Date: Fri, 30 Dec 1994 07:44:26 -0500
From: Gavin Nicol <gtn@ebt.com>
>>ISO 8879 also defines some methods for handling things like ISO-2022,
>>but some encodings for languages such a Thai cannot be handled by
>>SGML, even if the SGML declaration is altered (though, it is possible
>>for the application to deal with this within, or before, the entity
>>manager).
>Just out of curiosity, what is so special about Thai?

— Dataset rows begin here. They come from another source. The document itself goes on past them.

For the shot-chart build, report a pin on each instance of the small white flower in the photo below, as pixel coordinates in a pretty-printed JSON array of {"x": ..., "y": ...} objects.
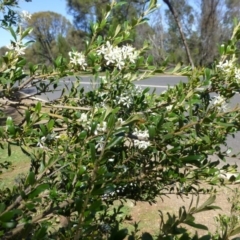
[
  {"x": 169, "y": 108},
  {"x": 219, "y": 102},
  {"x": 17, "y": 47},
  {"x": 26, "y": 15},
  {"x": 100, "y": 144},
  {"x": 83, "y": 117},
  {"x": 140, "y": 144},
  {"x": 225, "y": 66},
  {"x": 77, "y": 58},
  {"x": 102, "y": 127},
  {"x": 237, "y": 73},
  {"x": 120, "y": 120},
  {"x": 141, "y": 134}
]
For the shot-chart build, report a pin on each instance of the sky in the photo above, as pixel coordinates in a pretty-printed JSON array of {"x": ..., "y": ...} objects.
[{"x": 58, "y": 6}]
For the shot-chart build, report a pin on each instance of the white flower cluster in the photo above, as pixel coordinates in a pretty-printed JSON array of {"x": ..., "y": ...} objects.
[
  {"x": 17, "y": 47},
  {"x": 78, "y": 59},
  {"x": 101, "y": 127},
  {"x": 126, "y": 98},
  {"x": 141, "y": 142},
  {"x": 118, "y": 56},
  {"x": 225, "y": 66},
  {"x": 219, "y": 102},
  {"x": 228, "y": 68},
  {"x": 237, "y": 73}
]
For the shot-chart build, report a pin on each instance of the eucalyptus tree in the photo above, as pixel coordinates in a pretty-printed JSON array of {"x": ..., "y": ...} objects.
[{"x": 48, "y": 29}]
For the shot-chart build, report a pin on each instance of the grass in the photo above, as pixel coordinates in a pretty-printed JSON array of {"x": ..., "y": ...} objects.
[
  {"x": 19, "y": 165},
  {"x": 146, "y": 215}
]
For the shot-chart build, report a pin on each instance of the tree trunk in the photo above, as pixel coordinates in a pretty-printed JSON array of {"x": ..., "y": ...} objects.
[{"x": 175, "y": 15}]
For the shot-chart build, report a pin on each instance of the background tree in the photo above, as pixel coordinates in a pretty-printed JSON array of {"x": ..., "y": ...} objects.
[
  {"x": 171, "y": 7},
  {"x": 49, "y": 32},
  {"x": 210, "y": 31}
]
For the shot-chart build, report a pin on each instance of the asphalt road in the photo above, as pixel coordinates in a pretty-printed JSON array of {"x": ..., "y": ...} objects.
[{"x": 160, "y": 83}]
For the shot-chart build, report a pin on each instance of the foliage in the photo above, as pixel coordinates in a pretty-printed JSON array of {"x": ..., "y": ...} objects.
[
  {"x": 49, "y": 34},
  {"x": 116, "y": 141}
]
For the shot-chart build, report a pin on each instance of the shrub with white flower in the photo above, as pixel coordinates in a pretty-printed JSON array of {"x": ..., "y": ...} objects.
[
  {"x": 18, "y": 47},
  {"x": 114, "y": 142},
  {"x": 117, "y": 56},
  {"x": 78, "y": 59}
]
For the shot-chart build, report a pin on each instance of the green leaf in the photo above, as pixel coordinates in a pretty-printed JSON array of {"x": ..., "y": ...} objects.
[
  {"x": 146, "y": 236},
  {"x": 38, "y": 107},
  {"x": 13, "y": 33},
  {"x": 192, "y": 158},
  {"x": 31, "y": 178},
  {"x": 93, "y": 151},
  {"x": 9, "y": 150},
  {"x": 114, "y": 142},
  {"x": 81, "y": 170},
  {"x": 50, "y": 125},
  {"x": 235, "y": 231},
  {"x": 8, "y": 224},
  {"x": 25, "y": 33},
  {"x": 39, "y": 189},
  {"x": 196, "y": 225},
  {"x": 82, "y": 135},
  {"x": 2, "y": 207},
  {"x": 8, "y": 216}
]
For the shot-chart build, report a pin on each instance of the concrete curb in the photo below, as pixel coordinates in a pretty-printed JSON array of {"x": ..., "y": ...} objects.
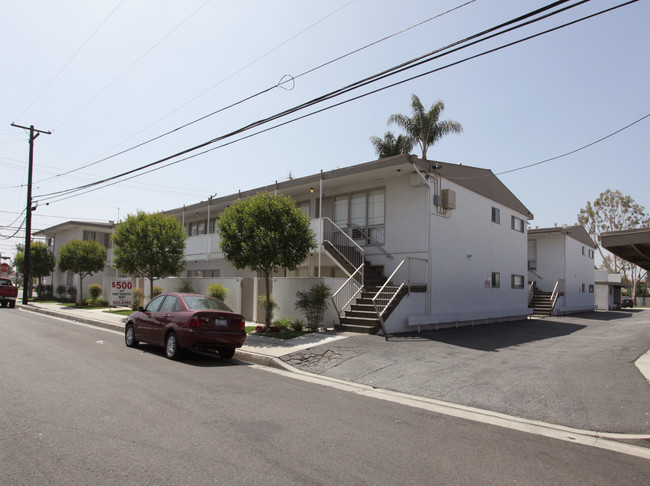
[{"x": 85, "y": 320}]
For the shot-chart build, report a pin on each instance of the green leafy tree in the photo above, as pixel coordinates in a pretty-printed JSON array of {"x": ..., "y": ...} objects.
[
  {"x": 41, "y": 261},
  {"x": 263, "y": 233},
  {"x": 425, "y": 127},
  {"x": 151, "y": 246},
  {"x": 614, "y": 211},
  {"x": 82, "y": 258},
  {"x": 390, "y": 146}
]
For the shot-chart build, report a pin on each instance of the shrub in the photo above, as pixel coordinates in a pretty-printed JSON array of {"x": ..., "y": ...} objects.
[
  {"x": 313, "y": 303},
  {"x": 95, "y": 291},
  {"x": 60, "y": 290},
  {"x": 186, "y": 287},
  {"x": 71, "y": 292},
  {"x": 262, "y": 301},
  {"x": 218, "y": 291},
  {"x": 283, "y": 323},
  {"x": 297, "y": 325}
]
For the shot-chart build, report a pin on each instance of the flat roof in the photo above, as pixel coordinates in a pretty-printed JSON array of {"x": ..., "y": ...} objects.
[{"x": 630, "y": 245}]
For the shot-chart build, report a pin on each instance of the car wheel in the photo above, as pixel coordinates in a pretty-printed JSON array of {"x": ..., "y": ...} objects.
[
  {"x": 226, "y": 353},
  {"x": 129, "y": 337},
  {"x": 172, "y": 351}
]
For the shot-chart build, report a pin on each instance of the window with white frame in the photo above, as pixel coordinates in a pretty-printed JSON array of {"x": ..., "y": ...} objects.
[
  {"x": 517, "y": 224},
  {"x": 362, "y": 214},
  {"x": 517, "y": 281},
  {"x": 496, "y": 215}
]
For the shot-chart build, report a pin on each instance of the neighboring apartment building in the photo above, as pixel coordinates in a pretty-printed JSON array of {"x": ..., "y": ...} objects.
[
  {"x": 458, "y": 233},
  {"x": 57, "y": 236},
  {"x": 561, "y": 261}
]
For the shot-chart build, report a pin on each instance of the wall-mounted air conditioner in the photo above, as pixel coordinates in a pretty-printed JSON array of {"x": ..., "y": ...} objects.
[{"x": 448, "y": 199}]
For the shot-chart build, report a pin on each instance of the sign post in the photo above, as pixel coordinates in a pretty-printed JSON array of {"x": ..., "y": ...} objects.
[{"x": 121, "y": 292}]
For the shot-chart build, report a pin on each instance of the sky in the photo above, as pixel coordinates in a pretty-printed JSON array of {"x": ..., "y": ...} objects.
[{"x": 104, "y": 77}]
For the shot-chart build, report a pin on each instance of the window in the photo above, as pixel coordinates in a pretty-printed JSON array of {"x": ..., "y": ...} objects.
[
  {"x": 197, "y": 228},
  {"x": 362, "y": 213},
  {"x": 517, "y": 281},
  {"x": 101, "y": 238},
  {"x": 496, "y": 215},
  {"x": 517, "y": 224}
]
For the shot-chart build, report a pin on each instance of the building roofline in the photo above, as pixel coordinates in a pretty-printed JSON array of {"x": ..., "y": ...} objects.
[{"x": 576, "y": 232}]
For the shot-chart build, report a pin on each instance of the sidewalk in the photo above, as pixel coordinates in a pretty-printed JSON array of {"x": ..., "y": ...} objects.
[
  {"x": 257, "y": 349},
  {"x": 571, "y": 371}
]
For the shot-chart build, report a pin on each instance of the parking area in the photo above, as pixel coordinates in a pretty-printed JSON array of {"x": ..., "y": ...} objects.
[{"x": 576, "y": 371}]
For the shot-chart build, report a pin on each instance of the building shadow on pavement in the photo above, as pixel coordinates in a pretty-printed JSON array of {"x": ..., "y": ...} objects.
[{"x": 492, "y": 337}]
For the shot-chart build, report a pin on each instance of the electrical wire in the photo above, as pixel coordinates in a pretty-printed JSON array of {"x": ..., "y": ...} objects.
[
  {"x": 87, "y": 188},
  {"x": 280, "y": 84},
  {"x": 566, "y": 154}
]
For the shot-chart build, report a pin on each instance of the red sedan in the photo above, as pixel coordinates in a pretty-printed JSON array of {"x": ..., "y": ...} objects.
[{"x": 178, "y": 321}]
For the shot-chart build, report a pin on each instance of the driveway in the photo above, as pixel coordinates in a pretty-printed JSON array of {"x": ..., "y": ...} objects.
[{"x": 576, "y": 371}]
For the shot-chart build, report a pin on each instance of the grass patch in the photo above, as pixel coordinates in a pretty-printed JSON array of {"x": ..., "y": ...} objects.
[
  {"x": 282, "y": 334},
  {"x": 120, "y": 312}
]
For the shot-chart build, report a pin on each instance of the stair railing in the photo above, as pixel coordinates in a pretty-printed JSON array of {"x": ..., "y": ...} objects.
[
  {"x": 346, "y": 294},
  {"x": 371, "y": 239},
  {"x": 411, "y": 271},
  {"x": 344, "y": 246},
  {"x": 557, "y": 291}
]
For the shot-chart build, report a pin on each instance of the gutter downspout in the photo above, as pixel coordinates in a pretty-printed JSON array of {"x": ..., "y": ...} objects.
[
  {"x": 320, "y": 217},
  {"x": 429, "y": 265}
]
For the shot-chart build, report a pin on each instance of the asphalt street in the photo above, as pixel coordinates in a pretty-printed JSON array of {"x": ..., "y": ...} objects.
[
  {"x": 78, "y": 407},
  {"x": 576, "y": 371}
]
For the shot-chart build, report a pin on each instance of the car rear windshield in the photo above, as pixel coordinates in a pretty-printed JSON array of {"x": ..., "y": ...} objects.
[{"x": 205, "y": 303}]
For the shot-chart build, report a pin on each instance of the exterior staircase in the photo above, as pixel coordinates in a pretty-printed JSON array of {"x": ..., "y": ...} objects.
[
  {"x": 542, "y": 303},
  {"x": 362, "y": 317}
]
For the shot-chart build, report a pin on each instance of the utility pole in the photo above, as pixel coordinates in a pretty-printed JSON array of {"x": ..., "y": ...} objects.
[{"x": 27, "y": 284}]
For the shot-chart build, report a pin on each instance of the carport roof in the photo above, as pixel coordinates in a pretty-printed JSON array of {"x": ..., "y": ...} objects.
[{"x": 630, "y": 245}]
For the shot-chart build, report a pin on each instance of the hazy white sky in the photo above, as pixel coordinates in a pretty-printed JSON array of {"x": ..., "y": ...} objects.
[{"x": 106, "y": 76}]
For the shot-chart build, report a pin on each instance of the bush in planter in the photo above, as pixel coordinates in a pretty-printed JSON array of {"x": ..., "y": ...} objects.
[
  {"x": 313, "y": 303},
  {"x": 218, "y": 291}
]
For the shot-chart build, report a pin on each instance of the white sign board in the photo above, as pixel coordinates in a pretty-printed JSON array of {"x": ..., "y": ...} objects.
[{"x": 121, "y": 292}]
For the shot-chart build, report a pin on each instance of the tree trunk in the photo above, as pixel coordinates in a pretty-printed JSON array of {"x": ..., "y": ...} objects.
[{"x": 267, "y": 317}]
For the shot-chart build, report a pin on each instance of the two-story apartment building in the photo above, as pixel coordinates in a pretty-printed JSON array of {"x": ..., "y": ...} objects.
[
  {"x": 455, "y": 235},
  {"x": 561, "y": 265},
  {"x": 57, "y": 236}
]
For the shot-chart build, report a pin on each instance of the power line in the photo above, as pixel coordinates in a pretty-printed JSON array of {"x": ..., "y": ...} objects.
[
  {"x": 89, "y": 187},
  {"x": 286, "y": 79}
]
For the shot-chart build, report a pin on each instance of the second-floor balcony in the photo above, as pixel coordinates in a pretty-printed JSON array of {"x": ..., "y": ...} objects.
[{"x": 207, "y": 246}]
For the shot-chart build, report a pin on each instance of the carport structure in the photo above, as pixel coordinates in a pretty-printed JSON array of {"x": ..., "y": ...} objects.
[{"x": 630, "y": 245}]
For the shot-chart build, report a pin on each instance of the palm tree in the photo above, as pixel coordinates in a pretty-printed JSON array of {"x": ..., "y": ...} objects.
[
  {"x": 389, "y": 145},
  {"x": 425, "y": 128}
]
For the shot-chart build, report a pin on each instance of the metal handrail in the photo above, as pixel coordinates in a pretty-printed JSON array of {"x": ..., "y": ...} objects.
[
  {"x": 557, "y": 291},
  {"x": 381, "y": 308},
  {"x": 347, "y": 292},
  {"x": 344, "y": 245}
]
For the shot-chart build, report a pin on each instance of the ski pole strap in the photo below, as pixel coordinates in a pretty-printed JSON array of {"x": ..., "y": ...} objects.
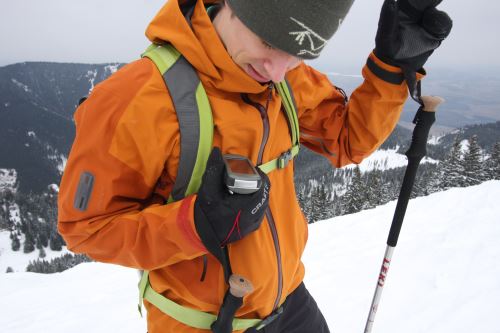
[{"x": 190, "y": 317}]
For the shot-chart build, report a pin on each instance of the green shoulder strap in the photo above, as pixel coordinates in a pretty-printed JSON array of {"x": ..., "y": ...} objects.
[
  {"x": 196, "y": 130},
  {"x": 193, "y": 113},
  {"x": 285, "y": 92}
]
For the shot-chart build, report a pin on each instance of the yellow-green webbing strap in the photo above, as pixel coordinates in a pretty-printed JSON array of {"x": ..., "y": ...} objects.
[
  {"x": 291, "y": 112},
  {"x": 185, "y": 315}
]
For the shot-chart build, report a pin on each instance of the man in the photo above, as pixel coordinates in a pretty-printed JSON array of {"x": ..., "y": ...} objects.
[{"x": 128, "y": 138}]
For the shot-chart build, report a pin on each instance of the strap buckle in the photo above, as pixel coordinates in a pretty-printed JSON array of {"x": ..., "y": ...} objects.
[
  {"x": 269, "y": 319},
  {"x": 284, "y": 159}
]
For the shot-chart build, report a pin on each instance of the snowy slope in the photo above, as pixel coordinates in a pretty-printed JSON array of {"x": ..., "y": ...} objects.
[
  {"x": 444, "y": 277},
  {"x": 18, "y": 260},
  {"x": 384, "y": 159}
]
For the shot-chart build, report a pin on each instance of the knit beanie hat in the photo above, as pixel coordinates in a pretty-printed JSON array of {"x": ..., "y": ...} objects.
[{"x": 298, "y": 27}]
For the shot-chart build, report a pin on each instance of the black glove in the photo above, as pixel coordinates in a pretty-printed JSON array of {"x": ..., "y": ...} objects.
[
  {"x": 221, "y": 217},
  {"x": 409, "y": 31}
]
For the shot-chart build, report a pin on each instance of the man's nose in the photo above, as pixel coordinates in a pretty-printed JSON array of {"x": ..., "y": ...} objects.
[{"x": 278, "y": 65}]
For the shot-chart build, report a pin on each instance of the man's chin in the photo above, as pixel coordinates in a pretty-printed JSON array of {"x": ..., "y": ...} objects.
[{"x": 254, "y": 74}]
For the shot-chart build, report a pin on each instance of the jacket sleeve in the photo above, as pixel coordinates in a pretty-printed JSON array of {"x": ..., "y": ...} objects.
[
  {"x": 126, "y": 133},
  {"x": 343, "y": 132}
]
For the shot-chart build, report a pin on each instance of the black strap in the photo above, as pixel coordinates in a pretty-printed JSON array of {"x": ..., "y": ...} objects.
[
  {"x": 391, "y": 77},
  {"x": 182, "y": 82}
]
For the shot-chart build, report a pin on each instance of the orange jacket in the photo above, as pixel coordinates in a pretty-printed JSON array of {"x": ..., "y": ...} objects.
[{"x": 128, "y": 138}]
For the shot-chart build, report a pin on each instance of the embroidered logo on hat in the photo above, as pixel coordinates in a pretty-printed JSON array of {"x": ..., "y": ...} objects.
[{"x": 316, "y": 42}]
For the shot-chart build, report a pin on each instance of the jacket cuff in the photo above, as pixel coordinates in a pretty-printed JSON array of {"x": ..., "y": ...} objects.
[
  {"x": 383, "y": 71},
  {"x": 185, "y": 221},
  {"x": 388, "y": 72}
]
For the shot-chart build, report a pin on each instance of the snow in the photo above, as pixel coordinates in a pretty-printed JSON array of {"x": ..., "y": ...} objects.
[
  {"x": 18, "y": 260},
  {"x": 111, "y": 68},
  {"x": 386, "y": 159},
  {"x": 444, "y": 276},
  {"x": 434, "y": 140},
  {"x": 7, "y": 179},
  {"x": 91, "y": 75},
  {"x": 20, "y": 85}
]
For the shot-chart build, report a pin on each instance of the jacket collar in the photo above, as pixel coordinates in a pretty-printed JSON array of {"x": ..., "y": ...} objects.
[{"x": 200, "y": 44}]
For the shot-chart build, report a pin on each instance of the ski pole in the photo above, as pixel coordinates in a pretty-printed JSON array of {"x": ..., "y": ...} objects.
[{"x": 423, "y": 121}]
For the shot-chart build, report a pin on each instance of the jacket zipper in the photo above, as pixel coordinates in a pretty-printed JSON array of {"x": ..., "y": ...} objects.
[{"x": 270, "y": 220}]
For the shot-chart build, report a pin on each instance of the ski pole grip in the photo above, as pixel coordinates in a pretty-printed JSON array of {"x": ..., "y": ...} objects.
[
  {"x": 423, "y": 121},
  {"x": 239, "y": 287},
  {"x": 431, "y": 103}
]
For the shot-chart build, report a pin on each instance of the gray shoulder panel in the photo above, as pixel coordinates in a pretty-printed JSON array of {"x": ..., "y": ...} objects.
[{"x": 182, "y": 82}]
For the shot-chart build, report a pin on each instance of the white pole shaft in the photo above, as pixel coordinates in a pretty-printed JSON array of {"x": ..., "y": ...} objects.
[{"x": 380, "y": 286}]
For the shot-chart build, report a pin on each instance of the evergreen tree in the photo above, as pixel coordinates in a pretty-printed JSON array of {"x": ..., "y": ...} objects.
[
  {"x": 16, "y": 243},
  {"x": 472, "y": 164},
  {"x": 29, "y": 244},
  {"x": 451, "y": 170},
  {"x": 56, "y": 242},
  {"x": 42, "y": 254},
  {"x": 374, "y": 189},
  {"x": 354, "y": 197},
  {"x": 493, "y": 163}
]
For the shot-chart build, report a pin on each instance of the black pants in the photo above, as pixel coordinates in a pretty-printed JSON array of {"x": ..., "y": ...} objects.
[{"x": 300, "y": 315}]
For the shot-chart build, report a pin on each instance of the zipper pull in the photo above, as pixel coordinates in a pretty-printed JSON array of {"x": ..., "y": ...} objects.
[{"x": 270, "y": 88}]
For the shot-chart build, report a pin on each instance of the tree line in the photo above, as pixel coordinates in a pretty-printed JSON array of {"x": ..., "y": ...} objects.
[{"x": 340, "y": 192}]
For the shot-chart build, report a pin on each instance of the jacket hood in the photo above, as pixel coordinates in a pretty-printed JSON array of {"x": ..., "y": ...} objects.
[{"x": 200, "y": 44}]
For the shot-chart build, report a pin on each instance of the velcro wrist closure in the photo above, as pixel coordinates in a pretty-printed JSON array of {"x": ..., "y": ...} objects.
[{"x": 383, "y": 74}]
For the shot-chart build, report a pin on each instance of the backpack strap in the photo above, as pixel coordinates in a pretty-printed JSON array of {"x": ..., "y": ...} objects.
[
  {"x": 193, "y": 114},
  {"x": 196, "y": 130}
]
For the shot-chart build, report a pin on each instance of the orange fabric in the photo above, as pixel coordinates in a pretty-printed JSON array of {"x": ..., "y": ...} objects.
[{"x": 128, "y": 138}]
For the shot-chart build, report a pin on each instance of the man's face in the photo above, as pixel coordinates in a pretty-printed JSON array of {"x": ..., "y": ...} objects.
[{"x": 259, "y": 60}]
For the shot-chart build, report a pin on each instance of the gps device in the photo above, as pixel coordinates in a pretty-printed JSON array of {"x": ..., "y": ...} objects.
[{"x": 241, "y": 176}]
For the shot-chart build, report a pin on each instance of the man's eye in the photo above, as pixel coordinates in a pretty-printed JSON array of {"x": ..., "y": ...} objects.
[{"x": 267, "y": 45}]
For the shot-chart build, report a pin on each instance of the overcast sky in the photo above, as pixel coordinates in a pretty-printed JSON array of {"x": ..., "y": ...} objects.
[{"x": 98, "y": 31}]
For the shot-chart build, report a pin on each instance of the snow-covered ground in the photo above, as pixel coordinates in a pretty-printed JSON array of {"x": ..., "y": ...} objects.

One encoding is very complicated: variable length, and no canonical
order for certain bytes. In practise, various groups define a local
"standard".
I'm afraid I have to disagree with Gavin's original statement. There
is nothing difficult about employing Thai in SGML. The encoding is
actually not complicated at all, is not variable length, and the fact
there is no canonical order for certain combining characters is
irrelevant since they have a fixed position on the base consonant
irregardless of their coding order in a sequence of multiple combining
marks after a base consonant. Further, there is a standard Thai encoding,
TIS 620, which is now commonly used. Keep in mind that the Unicode Thai
character block is based on TIS 620.
Gavin, please note that a variable length encoding (in the
context you were speaking of, i.e., vis-a-vis ISO 2022) means that
a variable number of bytes are used to encode one coded character element.
In the case of the Thai character set TIS 620 (and Unicode), a fixed
number of bytes is used to encode each coded character element (1 byte
for TIS 620, and 2 bytes for a canonical UCS-2 Unicode character). The
fact that multiple coded character elements in TIS 620 (and Unicode)
can combine graphically to fill a single display cell does not mean
that either of these character sets are "variable length encodings".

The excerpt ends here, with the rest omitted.